Non. Un réseau de soins peut être considéré comme une simple mise en commun horizontale de moyens. Or, chaque médecin travaille d’ores et déjà en réseau. Une filière de soins, elle, exige une organisation verticale, couplée avec l’acceptation d’un coordinateur, en l’occurrence le médecin de premier recours. L’objectif est d’augmenter la qualité des soins et d’assurer une meilleure prise en charge, un meilleur suivi du patient, tout en garantissant une allocation optimale des ressources à dispositions. Un tel changement me paraît inévitable si l’on veut éviter une mise sous tutelle «administrative» de notre système de santé.
Pouvez-vous préciser le rôle joué par le généraliste dans ces filières?
Le médecin de premier recours devient un «gate keeper», une plaque tournante. Attention: il ne doit pas chercher à limiter l’accès aux médecins spécialistes ou à l’hôpital. Son rôle est principalement de garantir la cohérence de la prise en charge médicale. Les économies attendues ne proviennent pas d’un rationnement des prestations mais d’une utilisation optimale des ressources. Un exemple? Ce système permet d’éviter que des examens similaires soient effectués en parallèle par plusieurs médecins chez un même patient.

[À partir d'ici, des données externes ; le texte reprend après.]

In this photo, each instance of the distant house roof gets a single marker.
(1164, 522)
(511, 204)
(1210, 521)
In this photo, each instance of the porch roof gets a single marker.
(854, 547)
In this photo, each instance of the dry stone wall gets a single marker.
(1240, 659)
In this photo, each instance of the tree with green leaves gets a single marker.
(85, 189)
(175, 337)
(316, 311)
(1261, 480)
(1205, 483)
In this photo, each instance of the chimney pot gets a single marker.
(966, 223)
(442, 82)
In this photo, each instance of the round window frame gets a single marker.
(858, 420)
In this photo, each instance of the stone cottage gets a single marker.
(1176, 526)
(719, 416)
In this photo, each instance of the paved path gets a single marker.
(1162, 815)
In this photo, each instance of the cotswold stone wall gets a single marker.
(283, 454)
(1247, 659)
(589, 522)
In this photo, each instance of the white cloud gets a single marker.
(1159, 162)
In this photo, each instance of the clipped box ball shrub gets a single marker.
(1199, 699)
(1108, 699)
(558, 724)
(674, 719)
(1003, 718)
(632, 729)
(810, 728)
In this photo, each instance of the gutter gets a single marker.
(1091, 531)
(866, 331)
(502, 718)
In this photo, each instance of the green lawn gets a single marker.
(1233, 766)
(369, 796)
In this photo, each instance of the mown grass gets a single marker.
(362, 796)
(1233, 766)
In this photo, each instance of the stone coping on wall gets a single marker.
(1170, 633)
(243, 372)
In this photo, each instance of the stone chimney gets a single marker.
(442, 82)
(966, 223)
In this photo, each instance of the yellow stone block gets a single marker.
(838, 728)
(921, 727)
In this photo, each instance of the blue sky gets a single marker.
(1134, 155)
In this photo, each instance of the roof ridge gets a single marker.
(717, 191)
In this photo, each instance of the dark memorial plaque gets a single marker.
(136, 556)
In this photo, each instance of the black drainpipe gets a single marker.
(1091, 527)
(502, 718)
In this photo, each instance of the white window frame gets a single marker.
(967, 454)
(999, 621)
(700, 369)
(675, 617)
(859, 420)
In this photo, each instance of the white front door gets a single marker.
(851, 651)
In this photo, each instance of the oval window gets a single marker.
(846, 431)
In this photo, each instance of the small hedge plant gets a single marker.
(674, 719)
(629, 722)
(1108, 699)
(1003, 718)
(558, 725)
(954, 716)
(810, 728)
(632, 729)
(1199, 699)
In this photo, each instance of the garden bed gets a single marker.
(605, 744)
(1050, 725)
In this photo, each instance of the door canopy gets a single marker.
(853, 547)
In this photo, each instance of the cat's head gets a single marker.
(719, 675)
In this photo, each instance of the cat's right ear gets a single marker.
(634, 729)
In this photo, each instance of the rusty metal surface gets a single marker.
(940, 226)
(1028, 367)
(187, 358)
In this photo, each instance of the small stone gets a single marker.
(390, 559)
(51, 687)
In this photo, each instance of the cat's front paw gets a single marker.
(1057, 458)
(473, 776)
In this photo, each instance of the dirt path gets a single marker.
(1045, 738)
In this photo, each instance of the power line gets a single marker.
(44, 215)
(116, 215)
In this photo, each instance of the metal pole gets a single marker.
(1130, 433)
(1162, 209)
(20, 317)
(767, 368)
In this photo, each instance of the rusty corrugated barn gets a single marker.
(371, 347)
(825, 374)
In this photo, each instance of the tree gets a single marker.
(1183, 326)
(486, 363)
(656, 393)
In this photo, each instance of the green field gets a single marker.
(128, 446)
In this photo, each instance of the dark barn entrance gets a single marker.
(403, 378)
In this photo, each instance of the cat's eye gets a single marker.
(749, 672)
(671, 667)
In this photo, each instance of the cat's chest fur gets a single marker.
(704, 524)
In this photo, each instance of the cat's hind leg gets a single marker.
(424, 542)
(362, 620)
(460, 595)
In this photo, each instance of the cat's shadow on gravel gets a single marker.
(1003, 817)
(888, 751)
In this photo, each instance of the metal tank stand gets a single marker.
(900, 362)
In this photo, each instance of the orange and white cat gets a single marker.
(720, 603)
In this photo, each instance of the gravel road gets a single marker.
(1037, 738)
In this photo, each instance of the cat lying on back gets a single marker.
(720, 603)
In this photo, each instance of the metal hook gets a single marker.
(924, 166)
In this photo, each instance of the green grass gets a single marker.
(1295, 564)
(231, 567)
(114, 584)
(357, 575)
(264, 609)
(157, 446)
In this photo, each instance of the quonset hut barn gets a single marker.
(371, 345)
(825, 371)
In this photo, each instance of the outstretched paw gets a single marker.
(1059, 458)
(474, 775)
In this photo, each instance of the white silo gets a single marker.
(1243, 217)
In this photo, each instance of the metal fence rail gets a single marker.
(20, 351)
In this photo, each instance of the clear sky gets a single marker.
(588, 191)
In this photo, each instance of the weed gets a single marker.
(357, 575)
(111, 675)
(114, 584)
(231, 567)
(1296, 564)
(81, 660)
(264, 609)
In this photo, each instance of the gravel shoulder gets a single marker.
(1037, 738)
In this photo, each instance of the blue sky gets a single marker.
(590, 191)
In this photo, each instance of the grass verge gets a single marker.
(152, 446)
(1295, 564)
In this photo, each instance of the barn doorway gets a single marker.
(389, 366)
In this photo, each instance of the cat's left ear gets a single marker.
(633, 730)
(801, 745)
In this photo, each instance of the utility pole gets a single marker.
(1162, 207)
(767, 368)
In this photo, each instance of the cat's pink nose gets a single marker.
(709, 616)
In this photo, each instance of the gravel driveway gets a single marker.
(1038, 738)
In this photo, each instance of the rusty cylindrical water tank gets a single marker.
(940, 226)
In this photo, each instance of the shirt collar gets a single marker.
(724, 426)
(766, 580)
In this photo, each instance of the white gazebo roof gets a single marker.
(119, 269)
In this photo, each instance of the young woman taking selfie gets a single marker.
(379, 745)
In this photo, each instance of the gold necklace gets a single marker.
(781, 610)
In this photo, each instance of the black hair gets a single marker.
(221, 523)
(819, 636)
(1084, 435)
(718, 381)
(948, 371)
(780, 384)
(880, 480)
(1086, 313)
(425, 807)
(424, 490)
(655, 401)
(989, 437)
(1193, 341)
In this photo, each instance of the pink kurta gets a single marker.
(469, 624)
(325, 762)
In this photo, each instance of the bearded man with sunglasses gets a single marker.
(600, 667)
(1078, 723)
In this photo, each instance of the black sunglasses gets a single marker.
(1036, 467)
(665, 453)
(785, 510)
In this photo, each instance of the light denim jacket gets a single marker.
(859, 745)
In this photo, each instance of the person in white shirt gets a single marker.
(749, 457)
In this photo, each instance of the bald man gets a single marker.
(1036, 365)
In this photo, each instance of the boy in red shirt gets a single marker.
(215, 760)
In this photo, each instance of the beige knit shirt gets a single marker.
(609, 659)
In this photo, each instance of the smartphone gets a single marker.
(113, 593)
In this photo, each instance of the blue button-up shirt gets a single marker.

Vous estimez que mettre en place les filières de soins sous l’égide des généralistes est non seulement indispensable, mais encore urgent. Pourquoi?
En résumé, notre système de santé, certes l’un des plus efficaces du monde, se distingue par deux singularités: ses coûts croissants, non contrôlés, et son manque de transparence. Cette opacité touche autant la capacité de rendre des comptes pour les hôpitaux et les assureurs, que de prouver la bonne utilisation des ressources pour les médecins. Quoi qu’il en soit, la conjonction de ces deux facteurs favorise une certaine suspicion généralisée. Dès lors, notre système est au pied du mur: il doit prouver sa rentabilité. Des réformes sont attendues, aussi urgentes qu’inéluctables. Reste qu’on ne saurait faire n’importe quoi. Le risque de jeter le bébé avec l’eau du bain est bien réel! On aurait pourtant tort de tergiverser pendant des années. Pour les médecins, l’urgence, c’est aussi de se transformer en une force de proposition.
Jeter le bébé avec l’eau du bain: qu’entendez-vous par là?
Si elles se concrétisaient, certaines mesures de rationalisation, que je qualifierais de sauvages, pourraient déboucher sur une diminution de la qualité des soins, voire un rationnement. Cela s’est vu aux Etats-Unis. La fin de l’obligation de contracter, unilatéralement souhaitée par les assureurs, obéit à ce style de logique.
A la mise en concurrence des prestataires de soins, les médecins répondent majoritairement par une exigence de transparence.
Quels acquis doivent être impérativement sauvés?
L’assurance maladie obligatoire, qui garantit un accès aux soins pour chacun d’entre nous, doit être préservée. Mais nous ne pourrons la sauver «à tout prix»! En l’absence de réformes sérieuses, le risque de faillite «politique» du système n’est pas à écarter. Les premières conséquences seraient un affaiblissement du niveau de solidarité. Les victimes les plus touchées seraient évidemment les personnes à bas revenus, les malades chroniques, parce qu’ils représentent un mauvais risque pour les assureurs privés, ainsi que les personnes âgées. Notre devoir éthique est de réformer en maintenant l’équité.